The session was hosted by Mayank Shekhar.
The two winners were Djinn Patrol, backed by Miura Kite, formerly of Participant Media and known for Chinatown and Keep Sweet: Pray & Obey, with Jaya Entertainment, producers of Real Kashmir Football Club, also attached; and The Masala Quest, created and hosted by Sarina Kamini, an Indian-Australian cook, author and self-described “spice evangelist.”
The summit also unveiled the Content India Trends Report, whose findings made for bracing reading. Daoud Jackson, senior analyst at OMDIA, set the tone: “By 2030, online video in India will nearly double the revenue of traditional TV, becoming the main driver of growth.” He noted that in 2025, India produced a quarter of all YouTube videos globally, overtaking the United States, while Indians collectively spend 117 years daily on YouTube and 72 years on Instagram. Traditional subscription TV is declining as free TV and connected TV gain ground, forcing broadcasters to innovate. “AI-generated content is just 2 per cent of engagement,” Jackson added, “highlighting the dominance of high-quality human content.

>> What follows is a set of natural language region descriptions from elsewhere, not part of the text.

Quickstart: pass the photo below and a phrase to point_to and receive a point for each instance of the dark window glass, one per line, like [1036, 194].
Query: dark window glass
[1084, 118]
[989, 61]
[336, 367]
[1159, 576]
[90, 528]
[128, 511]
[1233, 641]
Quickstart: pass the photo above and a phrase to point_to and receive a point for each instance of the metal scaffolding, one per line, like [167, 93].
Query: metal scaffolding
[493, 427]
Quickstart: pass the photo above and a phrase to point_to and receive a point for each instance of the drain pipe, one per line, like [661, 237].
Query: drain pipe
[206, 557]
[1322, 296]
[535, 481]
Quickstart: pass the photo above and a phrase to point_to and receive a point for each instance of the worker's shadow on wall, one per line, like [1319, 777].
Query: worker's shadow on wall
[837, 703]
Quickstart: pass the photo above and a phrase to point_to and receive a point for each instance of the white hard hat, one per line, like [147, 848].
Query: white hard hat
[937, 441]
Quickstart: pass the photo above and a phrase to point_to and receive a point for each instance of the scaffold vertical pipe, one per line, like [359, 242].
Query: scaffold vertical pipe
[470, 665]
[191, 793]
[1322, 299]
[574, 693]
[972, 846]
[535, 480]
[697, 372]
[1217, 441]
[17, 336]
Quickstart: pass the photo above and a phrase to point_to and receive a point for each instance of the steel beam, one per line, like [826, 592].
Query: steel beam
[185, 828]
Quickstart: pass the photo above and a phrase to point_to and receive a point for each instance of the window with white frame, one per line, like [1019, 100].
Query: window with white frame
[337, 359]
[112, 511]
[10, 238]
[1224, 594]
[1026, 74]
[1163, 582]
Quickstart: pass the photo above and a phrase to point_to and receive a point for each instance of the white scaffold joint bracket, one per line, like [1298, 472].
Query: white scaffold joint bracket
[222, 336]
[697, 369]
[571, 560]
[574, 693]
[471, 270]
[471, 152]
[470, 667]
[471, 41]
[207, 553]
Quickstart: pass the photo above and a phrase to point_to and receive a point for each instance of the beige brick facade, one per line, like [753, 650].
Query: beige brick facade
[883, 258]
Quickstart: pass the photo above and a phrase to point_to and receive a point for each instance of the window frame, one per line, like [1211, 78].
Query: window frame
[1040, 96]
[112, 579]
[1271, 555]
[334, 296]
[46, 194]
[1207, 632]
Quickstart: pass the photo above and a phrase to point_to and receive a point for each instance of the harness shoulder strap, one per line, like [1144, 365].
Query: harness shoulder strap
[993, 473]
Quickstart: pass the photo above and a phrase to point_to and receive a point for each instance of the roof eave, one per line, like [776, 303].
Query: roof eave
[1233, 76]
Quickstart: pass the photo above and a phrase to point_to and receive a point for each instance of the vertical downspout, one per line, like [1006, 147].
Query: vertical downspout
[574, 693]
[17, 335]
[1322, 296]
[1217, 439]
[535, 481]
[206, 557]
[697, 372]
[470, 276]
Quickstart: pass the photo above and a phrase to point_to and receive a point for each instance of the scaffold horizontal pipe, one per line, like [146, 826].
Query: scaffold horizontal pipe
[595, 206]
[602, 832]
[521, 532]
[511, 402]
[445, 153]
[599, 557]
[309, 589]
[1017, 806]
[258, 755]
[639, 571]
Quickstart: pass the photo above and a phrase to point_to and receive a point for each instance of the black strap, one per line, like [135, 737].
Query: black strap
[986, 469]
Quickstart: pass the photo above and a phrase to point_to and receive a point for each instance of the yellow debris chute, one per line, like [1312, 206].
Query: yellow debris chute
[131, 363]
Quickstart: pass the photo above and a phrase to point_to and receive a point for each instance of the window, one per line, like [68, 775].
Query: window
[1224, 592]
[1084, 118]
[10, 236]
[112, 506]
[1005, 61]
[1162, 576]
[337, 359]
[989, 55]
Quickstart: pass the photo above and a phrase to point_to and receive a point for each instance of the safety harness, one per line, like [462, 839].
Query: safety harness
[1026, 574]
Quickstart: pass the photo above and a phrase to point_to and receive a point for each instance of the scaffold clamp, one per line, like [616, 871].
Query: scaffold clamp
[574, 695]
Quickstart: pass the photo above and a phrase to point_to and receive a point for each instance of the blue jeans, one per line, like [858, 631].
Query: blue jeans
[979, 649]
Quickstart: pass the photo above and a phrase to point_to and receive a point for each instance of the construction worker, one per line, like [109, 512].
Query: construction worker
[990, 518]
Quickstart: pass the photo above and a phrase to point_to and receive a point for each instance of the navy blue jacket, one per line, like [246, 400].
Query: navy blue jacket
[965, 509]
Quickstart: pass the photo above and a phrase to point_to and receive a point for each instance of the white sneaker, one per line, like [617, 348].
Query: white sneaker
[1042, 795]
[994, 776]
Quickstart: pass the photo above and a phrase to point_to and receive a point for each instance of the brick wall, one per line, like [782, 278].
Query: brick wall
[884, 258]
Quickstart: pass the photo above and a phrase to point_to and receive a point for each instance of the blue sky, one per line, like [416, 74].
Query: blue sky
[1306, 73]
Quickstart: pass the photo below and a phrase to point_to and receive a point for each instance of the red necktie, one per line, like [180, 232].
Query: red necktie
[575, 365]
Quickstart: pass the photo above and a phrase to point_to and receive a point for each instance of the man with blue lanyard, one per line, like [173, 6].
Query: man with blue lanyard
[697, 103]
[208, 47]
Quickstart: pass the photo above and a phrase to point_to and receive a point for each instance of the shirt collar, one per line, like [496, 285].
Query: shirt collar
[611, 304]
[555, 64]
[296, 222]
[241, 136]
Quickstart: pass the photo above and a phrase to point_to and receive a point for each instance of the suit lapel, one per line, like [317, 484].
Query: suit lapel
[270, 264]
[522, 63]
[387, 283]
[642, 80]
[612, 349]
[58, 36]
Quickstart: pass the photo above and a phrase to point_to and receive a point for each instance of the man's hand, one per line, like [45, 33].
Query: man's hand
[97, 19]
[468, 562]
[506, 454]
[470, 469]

The key for Indian media companies is scaling while monetising effectively from day one.”
Hannah Walsh, principal analyst at Ampere Analysis, added hard numbers to the picture. India produced over 24,000 titles in January 2026 alone, with 19,000 available internationally. The country now accounts for 12 per cent of Asia-Pacific content spend, up from 8 per cent in 2021, outpacing both Japan and China. Key exporters include JioStar, Zee Entertainment, Sony India, Amazon and Netflix, delivering over 7,500 Indian-produced titles abroad each year. The top importing markets are Saudi Arabia, the UAE, Egypt, the United States and the Philippines. Scripted content dominates globally at 88 per cent, with crime dramas and children’s and family titles performing particularly strongly.
Manoj Dobhal, chief executive and executive director of Dish TV India, framed the summit’s ambition squarely. “Stories don’t need translation. They need a platform, discovery, and reach, local or global,” he said. “India produces more movies than any country, our streaming platforms compete globally, and our tech and creators win international awards. Yet fragmentation slows growth. Producers, platforms, and tech move in different lanes. We need shared spaces, collaboration, and an ecosystem where ideas, technology, and people meet. That is why we built Content India.”
The data, the pitches and the prize money all pointed to the same conclusion: India is not waiting for the world to discover its stories. It is building the infrastructure to sell them.